If the manner of his accession could but be forgiven John might pass for a favourable specimen of an emperor. He respected the rights of the young emperors Basil and Constantine as scrupulously as his uncle had done, and proved that as an administrator and a soldier he was not unworthy to sit in the seat of Phocas. But the Nemesis of the murder of his uncle rested upon him in the shape of a long civil war. His cousin Bardas Phocas took arms to revenge the death of the old Nicephorus, and stirred up troubles among his Cappadocian countrymen for several years, till at last he was captured and immured in a monastery.

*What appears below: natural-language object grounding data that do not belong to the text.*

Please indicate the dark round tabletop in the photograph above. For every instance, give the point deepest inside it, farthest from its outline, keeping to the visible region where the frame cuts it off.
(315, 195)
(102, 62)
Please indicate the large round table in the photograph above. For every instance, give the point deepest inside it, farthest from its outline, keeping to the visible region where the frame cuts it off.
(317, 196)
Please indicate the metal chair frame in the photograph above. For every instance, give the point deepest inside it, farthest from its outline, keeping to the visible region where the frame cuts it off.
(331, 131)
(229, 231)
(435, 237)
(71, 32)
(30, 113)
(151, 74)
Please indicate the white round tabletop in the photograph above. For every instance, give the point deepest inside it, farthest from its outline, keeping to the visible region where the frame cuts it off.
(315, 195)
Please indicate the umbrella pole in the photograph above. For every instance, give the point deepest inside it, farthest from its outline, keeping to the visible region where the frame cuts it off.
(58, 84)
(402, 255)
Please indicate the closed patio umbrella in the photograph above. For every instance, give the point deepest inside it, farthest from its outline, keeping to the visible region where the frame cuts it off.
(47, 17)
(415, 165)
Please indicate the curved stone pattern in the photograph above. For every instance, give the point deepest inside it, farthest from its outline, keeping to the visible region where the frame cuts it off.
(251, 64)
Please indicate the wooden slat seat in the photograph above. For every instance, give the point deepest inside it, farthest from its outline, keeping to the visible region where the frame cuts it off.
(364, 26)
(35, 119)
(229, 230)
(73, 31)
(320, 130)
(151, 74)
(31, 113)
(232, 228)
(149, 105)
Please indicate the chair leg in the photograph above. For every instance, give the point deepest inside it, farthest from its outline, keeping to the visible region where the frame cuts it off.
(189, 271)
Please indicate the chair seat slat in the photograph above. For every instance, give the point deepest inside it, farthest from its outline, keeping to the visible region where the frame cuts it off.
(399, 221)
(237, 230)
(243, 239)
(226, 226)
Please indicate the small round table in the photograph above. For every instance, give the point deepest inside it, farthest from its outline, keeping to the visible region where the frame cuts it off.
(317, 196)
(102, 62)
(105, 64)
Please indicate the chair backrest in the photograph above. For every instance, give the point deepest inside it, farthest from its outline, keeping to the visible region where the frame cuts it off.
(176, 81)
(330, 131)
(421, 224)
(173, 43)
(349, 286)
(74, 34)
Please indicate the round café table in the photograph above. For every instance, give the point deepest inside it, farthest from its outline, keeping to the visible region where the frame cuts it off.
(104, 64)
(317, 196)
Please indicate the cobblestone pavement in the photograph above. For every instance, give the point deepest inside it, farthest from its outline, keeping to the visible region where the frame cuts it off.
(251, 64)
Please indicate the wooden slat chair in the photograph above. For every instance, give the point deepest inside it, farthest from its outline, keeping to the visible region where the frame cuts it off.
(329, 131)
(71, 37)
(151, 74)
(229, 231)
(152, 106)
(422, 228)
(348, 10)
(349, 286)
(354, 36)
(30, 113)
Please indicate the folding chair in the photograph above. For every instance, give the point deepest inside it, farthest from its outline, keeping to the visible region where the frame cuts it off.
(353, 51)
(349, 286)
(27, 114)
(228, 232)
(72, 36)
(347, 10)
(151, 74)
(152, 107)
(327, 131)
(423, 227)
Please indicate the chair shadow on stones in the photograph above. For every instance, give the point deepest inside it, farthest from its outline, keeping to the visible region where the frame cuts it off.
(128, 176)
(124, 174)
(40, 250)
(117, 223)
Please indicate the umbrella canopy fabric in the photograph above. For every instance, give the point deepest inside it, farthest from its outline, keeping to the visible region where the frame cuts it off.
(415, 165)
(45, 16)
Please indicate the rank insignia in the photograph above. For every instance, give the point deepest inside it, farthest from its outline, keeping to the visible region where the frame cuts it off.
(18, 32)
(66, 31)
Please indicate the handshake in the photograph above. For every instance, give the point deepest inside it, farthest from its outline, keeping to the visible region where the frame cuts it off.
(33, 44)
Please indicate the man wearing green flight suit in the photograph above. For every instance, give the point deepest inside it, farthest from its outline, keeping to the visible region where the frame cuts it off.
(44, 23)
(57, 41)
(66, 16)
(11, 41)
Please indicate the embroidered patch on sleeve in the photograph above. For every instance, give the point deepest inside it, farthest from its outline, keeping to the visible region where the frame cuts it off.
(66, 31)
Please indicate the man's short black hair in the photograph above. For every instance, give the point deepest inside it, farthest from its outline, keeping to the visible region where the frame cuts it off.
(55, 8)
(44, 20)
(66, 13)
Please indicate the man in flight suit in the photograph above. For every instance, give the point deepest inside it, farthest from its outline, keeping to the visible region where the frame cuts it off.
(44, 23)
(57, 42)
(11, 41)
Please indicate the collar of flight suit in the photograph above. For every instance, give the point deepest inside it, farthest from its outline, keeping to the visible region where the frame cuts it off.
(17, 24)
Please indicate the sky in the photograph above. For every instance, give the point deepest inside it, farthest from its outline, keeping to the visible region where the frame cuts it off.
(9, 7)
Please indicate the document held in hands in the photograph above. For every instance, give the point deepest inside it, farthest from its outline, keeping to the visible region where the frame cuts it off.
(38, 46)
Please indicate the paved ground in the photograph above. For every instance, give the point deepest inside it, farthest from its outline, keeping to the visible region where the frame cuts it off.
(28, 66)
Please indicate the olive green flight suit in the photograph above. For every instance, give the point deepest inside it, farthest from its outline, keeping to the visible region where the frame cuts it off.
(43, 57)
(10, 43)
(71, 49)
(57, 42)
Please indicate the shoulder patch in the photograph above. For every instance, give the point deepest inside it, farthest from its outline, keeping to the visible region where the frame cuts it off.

The chief feat for which John Zimisces is remembered is his splendid victory over the Russians, whose great invasion of the Balkan Peninsula falls within the limits of his reign. We have not yet had much occasion [pg 234] to mention the Russian tribes, who for many centuries had been dwelling in obscurity and barbarism, by the waters of the Dnieper and the Duna, in a land of forest and marsh, far remote from the boundaries of the empire. Nor should we hear of them now, but for the fact that their scattered tribes had been of late unified into a single horde by a power from without, and urged forward into a career of conquest by a race of ambitious princes. Into the land of the Russians there had come some hundred years before the reign of John Zimisces [862 a.d.], a Viking band from Sweden, headed by Rurik, the ancestor of all the princes and Tzars of Russia. The descendants of these adventurers from the north had gradually conquered and subdued all the Slavonic tribes of the great forest-land, and formed them into a single powerful kingdom. Its capital lay at Kief on the Dnieper, and it had proved a formidable neighbour to all the barbarous tribes around. The Viking blood of the new Russian princes drove them seaward, and ere many generations had passed they had forced their way down the Dnieper into the Euxine, and begun to vex the northern borders of the Byzantine Empire with raids and ravages like those which the Danes inflicted on Western Europe. Twice already, within the tenth century, had large fleets of light Russia row-boats—they were copies on a smaller scale of the Viking ships of the North—stolen down from the Dnieper mouth to the shores of Thrace, and landed their plundering crews within a few miles of the Bosphorus, for a hurried raid on the rich suburban provinces. On the first occasion in 907, the Russians had returned home laden with plunder, but on the [pg 235] second, which fell in 941, the Byzantine fleet had caught them at sea, and revenged the harrying of Thrace by sinking scores of their light boats, which could not resist for a moment the impact of the heavy war-galley urged by its hundred oars.